Gondry uses traditional old stop-motion animation to illustrate in a few seconds the exhilarating chase of eel by a man through Parisian plumbing using fruity American dental hygiene products. It's fanciful, and as it should be, creepy. Here he owes a large debt to that great Swedish puppeteer Jan Svankmajer's films Alice and Meat Love.

But it's just one of thousands of small moments of huge imagination. If I have a truck with the film, it's that Gondry is too casual with these moments. They are delightful but diffused.

Vian's novel is a jazz-fueled science fiction fantasy, but some aspects are remarkably prescient. Take, for example, Colin's master invention, a "pianocktail." It's a piano that creates a cocktail according to the mood of the song. Here's how it works:

I couldn't help but thinking, as I watched, that this is both a spot-on satire of the more esoteric reaches of contemporary mixology and something Nathan Myhrvold should probably do now. It can't be that hard, sort of a mix between Cognitive Cooking and Music Emotion Recognition.
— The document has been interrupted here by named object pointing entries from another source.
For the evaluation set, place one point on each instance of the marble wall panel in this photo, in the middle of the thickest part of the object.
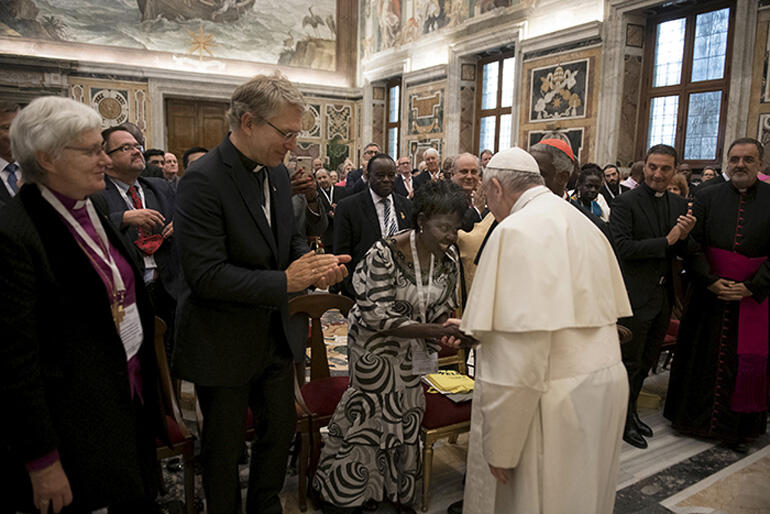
(467, 109)
(378, 124)
(629, 110)
(425, 109)
(759, 104)
(329, 131)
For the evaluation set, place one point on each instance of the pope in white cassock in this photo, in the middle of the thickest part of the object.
(551, 390)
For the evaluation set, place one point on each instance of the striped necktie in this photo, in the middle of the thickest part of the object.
(390, 223)
(12, 178)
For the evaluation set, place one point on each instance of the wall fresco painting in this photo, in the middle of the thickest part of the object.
(287, 32)
(388, 23)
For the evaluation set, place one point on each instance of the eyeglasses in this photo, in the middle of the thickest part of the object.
(127, 148)
(287, 134)
(91, 151)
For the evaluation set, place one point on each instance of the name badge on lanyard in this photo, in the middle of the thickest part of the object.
(126, 317)
(422, 361)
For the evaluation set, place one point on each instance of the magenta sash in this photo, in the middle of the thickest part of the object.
(750, 393)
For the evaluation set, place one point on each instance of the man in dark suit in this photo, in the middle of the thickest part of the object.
(650, 226)
(465, 173)
(9, 169)
(404, 184)
(612, 186)
(242, 255)
(329, 195)
(142, 209)
(356, 179)
(364, 218)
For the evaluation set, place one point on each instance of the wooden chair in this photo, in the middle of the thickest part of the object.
(316, 399)
(182, 442)
(443, 418)
(452, 357)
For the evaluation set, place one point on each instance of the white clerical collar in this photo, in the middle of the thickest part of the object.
(528, 195)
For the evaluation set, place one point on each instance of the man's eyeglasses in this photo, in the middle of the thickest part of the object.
(287, 134)
(91, 151)
(127, 148)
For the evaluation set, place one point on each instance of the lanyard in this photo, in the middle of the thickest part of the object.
(129, 201)
(328, 197)
(101, 248)
(422, 296)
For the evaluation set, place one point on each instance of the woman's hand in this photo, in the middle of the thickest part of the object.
(50, 488)
(453, 337)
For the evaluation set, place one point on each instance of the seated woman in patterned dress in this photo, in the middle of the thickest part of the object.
(405, 287)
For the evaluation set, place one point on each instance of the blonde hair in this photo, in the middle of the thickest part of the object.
(263, 96)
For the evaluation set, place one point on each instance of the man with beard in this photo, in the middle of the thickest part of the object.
(718, 387)
(612, 186)
(171, 169)
(431, 172)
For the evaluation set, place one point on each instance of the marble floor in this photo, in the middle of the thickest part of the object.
(674, 474)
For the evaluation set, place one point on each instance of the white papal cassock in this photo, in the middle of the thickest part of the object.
(551, 390)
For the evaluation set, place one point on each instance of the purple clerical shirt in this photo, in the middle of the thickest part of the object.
(78, 211)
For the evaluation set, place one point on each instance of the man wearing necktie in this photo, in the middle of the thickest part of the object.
(142, 209)
(365, 217)
(9, 169)
(650, 226)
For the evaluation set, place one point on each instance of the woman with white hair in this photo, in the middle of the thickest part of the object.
(77, 366)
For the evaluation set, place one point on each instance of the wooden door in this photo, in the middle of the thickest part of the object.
(194, 123)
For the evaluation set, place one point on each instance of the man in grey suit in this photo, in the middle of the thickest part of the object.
(242, 255)
(9, 169)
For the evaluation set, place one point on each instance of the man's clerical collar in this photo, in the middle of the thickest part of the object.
(651, 191)
(249, 164)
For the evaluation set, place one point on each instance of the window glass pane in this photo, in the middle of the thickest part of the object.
(702, 125)
(507, 96)
(669, 48)
(487, 133)
(663, 113)
(489, 85)
(393, 143)
(505, 132)
(708, 60)
(393, 104)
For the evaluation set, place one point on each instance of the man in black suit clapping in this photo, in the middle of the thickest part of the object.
(650, 226)
(242, 254)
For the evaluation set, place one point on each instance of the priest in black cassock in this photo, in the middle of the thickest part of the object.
(718, 385)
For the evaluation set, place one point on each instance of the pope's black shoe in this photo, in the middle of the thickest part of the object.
(632, 436)
(455, 508)
(641, 427)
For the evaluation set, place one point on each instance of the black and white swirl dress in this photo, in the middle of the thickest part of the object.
(372, 451)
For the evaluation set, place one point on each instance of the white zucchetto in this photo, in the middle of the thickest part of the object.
(514, 159)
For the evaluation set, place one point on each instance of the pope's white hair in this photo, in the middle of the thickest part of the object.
(48, 124)
(513, 181)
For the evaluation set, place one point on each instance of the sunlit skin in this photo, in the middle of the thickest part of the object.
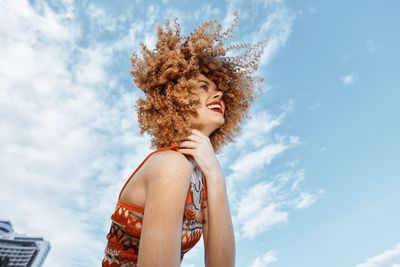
(218, 232)
(207, 120)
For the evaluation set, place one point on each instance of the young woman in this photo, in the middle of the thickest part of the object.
(196, 98)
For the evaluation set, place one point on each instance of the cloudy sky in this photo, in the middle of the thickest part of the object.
(313, 179)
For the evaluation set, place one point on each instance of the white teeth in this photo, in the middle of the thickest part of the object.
(214, 106)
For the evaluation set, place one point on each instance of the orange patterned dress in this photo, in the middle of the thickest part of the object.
(123, 239)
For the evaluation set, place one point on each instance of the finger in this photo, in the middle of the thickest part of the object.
(186, 151)
(188, 144)
(193, 137)
(199, 134)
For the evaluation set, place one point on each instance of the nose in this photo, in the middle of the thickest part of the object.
(218, 95)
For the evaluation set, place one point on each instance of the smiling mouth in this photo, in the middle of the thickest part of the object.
(217, 110)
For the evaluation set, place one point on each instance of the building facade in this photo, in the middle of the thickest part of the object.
(20, 250)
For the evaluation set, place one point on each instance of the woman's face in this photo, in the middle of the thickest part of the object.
(210, 115)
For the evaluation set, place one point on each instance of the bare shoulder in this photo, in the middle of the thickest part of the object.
(167, 182)
(167, 164)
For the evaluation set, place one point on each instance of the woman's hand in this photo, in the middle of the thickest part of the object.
(199, 147)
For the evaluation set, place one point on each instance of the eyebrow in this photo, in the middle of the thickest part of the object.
(204, 81)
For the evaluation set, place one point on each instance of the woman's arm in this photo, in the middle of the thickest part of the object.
(218, 233)
(167, 183)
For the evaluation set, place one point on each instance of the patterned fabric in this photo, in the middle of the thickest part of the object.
(126, 223)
It's possible to watch Mood Indigo on the superficial level of spectacle. In some ways that is, what I think, what Gondry goads the viewer into. But beneath the mania and imagination is a staggering work of genial hearts breaking. Everything and everyone in Vian's novel goes tits up. All that joyful embroidery of reality — the eels, the pianocktail, the modified Peugeot with a picnic table in the trunk — comes undone, its stitches rendered. Chloe dies, Chick dies, Colin is lonely, Alise is a murderer and even Nicolas — after serving brown mush — packs up his apron and is sent away like White Fang.

[Photo: Drafthouse Films]

[Photo: Drafthouse Films]

[Photo: Drafthouse Films]

Among all of Gondry's films, this and Dave Chappelle's Block Party seem the most potent distillations of what loss means. As for the Block Party, the sadness has to do with seeing a young less-neurotic Kanye West in his glory, the fleeting camaraderie of a Summer night and the Broken Angel, a work of impressive outsider architects, before it was demolished. But in Mood Indigo the sadness is a lingering, building, and breathing thing, not too dissimilar from Chloe's deadly water lily. It's beautiful, but it's what the Japanese call mono no aware, beauty tinged with sadness. The film lives up to its name, Mood Indigo. For just like indigo, as the blue mood gets bluer, it gets deeper, more satisfying and richer still.

All the frenetic invention and visual stimulation Gondry musters seems built only to be stripped away, to drive home the point that these are all but things that stop-and-go and stop-and-go until finally, they just stop.